Home > Blockchain >  merge grouped results into one document in Mongo
merge grouped results into one document in Mongo

Time:03-22

I have a document that looks like this

  {
    "_id": {
      "$oid": "6187e5fa4ebcc2db6c86081f"
    },
    "publicId": "S23DCL",
    "flights": [
      {
        "name": "f1",
        "_id": {
          "$oid": "620026293fc350024da614dd"
        },
        "wines": [
          {
            "id": "1",
            "name": "wine1"
          },
          {
            "id": "2",
            "name": "wine2"
          }
        ]
      },
      {
        "name": "f2",
        "_id": {
          "$oid": "6200263c3fc350024da614de"
        },
        "wines": [
          {
            "id": "3",
            "name": "leVin"
          },
          {
            "id": "4",
            "name": "theWine"
          }
        ]
      }
    ],
    "title": "Pinot Noir 2022",
    "scores": [
      {
        "userId": "f8Dv",
        "userName": "gugus",
        "scores": [
          {
            "score": 95,
            "wineId": "1"
          },
          {
            "score": 88,
            "wineId": "2"
          }
        ]
      },
      {
        "userId": "yLjh",
        "userName": "test",
        "scores": [
          {
            "score": 92,
            "wineId": "1"
          },
          {
            "score": 87,
            "wineId": "2"
          }
        ]
      },
      {
        "userId": "B6em",
        "userName": "jklsdf",
        "scores": [
          {
            "score": 88,
            "wineId": "1"
          },
          {
            "score": 90,
            "wineId": "2"
          },
          {
            "score": 92,
            "wineId": "3"
          },
          {
            "score": 86,
            "wineId": "4"
          }
        ],
        "isFinished": false
      }
    ],
  }

I if it's too long for the question I can shorten it.
The whole document and query can also be found in mongoplayground

What I want to do is to create a scoreboard for all wines, meaning caluclating avg etc. for every wine, while still having just one document.

Something like this

{
  "title": "Pinot Noir 2022"
  "results": [
    {
       "wine": {
          "flightName": "f1",
           "wineIndex": 1,
           "name": "wine1",
           "wineId": "1"
        },
        "avg": 90,
        "scores": [
           {
        "scores": {
          "score": 87,
          "wineId": "1"
        },
        "userId": "yLjh",
        "userName": "test"
      },
        ] 
    }
   ]
}

I'm almost there but struggle with the part were I want a single result document after I grouped it.
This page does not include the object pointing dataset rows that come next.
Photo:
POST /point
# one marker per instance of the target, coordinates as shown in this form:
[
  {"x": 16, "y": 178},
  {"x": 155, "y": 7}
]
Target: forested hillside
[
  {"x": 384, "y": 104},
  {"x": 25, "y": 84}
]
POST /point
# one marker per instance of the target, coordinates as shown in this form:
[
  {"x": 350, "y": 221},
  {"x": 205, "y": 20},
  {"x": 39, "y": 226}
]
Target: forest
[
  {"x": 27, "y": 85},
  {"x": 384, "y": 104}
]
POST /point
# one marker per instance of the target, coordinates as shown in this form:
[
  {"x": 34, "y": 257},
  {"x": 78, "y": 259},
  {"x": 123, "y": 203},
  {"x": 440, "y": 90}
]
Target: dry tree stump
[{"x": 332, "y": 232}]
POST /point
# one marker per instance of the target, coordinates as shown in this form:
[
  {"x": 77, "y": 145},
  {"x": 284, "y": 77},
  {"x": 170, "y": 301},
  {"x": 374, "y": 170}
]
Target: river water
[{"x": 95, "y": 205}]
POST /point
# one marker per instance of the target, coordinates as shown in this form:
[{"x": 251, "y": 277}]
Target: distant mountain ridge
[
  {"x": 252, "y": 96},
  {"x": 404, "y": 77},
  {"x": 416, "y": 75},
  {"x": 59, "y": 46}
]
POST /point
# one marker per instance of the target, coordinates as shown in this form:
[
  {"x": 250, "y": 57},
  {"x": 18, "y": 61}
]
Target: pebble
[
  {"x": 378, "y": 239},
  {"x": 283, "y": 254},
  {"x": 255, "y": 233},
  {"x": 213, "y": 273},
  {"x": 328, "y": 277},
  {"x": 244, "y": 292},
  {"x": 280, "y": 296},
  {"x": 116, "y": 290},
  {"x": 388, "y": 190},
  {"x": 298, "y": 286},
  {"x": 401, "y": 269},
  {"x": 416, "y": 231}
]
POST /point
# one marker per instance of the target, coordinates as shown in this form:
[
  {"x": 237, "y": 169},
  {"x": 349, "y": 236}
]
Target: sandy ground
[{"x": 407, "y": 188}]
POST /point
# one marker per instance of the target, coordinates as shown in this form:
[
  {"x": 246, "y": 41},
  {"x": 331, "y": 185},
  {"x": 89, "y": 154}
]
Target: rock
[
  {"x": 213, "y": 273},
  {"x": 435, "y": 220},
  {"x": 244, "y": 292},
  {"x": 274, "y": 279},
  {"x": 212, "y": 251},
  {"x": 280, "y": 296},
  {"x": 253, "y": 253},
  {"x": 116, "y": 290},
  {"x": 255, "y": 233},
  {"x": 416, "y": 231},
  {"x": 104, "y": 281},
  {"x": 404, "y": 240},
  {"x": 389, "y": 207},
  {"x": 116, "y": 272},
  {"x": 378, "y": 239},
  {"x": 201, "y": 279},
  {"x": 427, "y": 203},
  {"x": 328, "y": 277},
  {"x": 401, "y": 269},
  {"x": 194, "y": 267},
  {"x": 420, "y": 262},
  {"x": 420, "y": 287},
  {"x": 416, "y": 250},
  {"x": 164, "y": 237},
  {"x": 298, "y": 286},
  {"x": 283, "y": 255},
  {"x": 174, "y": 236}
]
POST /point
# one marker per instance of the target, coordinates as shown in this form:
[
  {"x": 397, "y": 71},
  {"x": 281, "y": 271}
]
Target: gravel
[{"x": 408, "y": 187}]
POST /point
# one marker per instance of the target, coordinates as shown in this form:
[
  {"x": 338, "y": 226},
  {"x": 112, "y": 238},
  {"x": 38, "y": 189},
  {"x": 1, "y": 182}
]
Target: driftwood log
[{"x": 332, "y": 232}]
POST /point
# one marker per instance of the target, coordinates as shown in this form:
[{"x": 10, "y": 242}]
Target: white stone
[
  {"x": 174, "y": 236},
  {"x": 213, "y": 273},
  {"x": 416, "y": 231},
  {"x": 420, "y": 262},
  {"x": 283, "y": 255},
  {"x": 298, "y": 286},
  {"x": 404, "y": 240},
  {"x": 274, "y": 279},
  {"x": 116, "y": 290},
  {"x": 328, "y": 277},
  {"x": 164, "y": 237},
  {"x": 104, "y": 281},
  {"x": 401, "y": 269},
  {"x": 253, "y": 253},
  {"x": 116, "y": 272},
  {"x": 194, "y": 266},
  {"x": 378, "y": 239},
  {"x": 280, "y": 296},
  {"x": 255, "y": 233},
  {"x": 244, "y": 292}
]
the wineId within scores coresponds to the id in flights.wines

Here is what I have so far

db.collection.aggregate([
  {
    "$match": {
      "publicId": "S23DCL"
    }
  },
  {
    "$project": {
      "scores": "$scores",
      "publicId": "$publicId"
    }
  },
  {
    "$unwind": "$scores"
  },
  {
    "$unwind": "$scores.scores"
  },
  {
    $lookup: {
      from: "collection",
      let: {
        wId: "$scores.scores.wineId",
        "tastingId": "$_id"
      },
      pipeline: [
        {
          "$unwind": "$flights"
        },
        {
          "$unwind": {
            "path": "$flights.wines",
            "includeArrayIndex": "index"
          }
        },
        {
          $match: {
            $expr: {
              "$and": [
                {
                  "$eq": [
                    "$flights.wines.id",
                    "$$wId"
                  ]
                },
                {
                  "$eq": [
                    "$_id",
                    "$$tastingId"
                  ]
                }
              ]
            },
            
          }
        },
        {
          $project: {
            _id: 0,
            "name": "$flights.wines.name",
            "flight": "$flights.name",
            "wineId": "$flights.wines.id",
            "index": "$index"
          }
        }
      ],
      as: "wine"
    }
  },
  {
    "$replaceRoot": {
      "newRoot": {
        "$mergeObjects": [
          {
            "_id": "$_id",
            "scores": "$scores"
          },
          {
            "wine": {
              "$arrayElemAt": [
                "$wine",
                0
              ]
            }
          }
        ]
      }
    }
  },
  {
    "$group": {
      "_id": "$wine",
      "avg": {
        "$avg": "$scores.scores.score"
      },
      "min": {
        "$min": "$scores.scores.score"
      },
      "max": {
        "$max": "$scores.scores.score"
      },
      "stddev": {
        "$stdDevPop": "$scores.scores.score"
      },
      "tmp": {
        "$max": 1
      },
      "scores": {
        "$addToSet": "$scores"
      }
    }
  }
])

This gives me data as seen in results above. But data like "title" is missing.
Note the tmp field. I tried to add this dummy field and group on it in later stage.
Since there will always only be one group (because tmp is static).
Like

// query from abive
,{
 "$group": {
  "$_id": "tmp"
  // add my grouped results from before into an array
}
}

So how can I add my grouped results into an array, so I don't get (n) groups back but one documents where the grouped results are in an array?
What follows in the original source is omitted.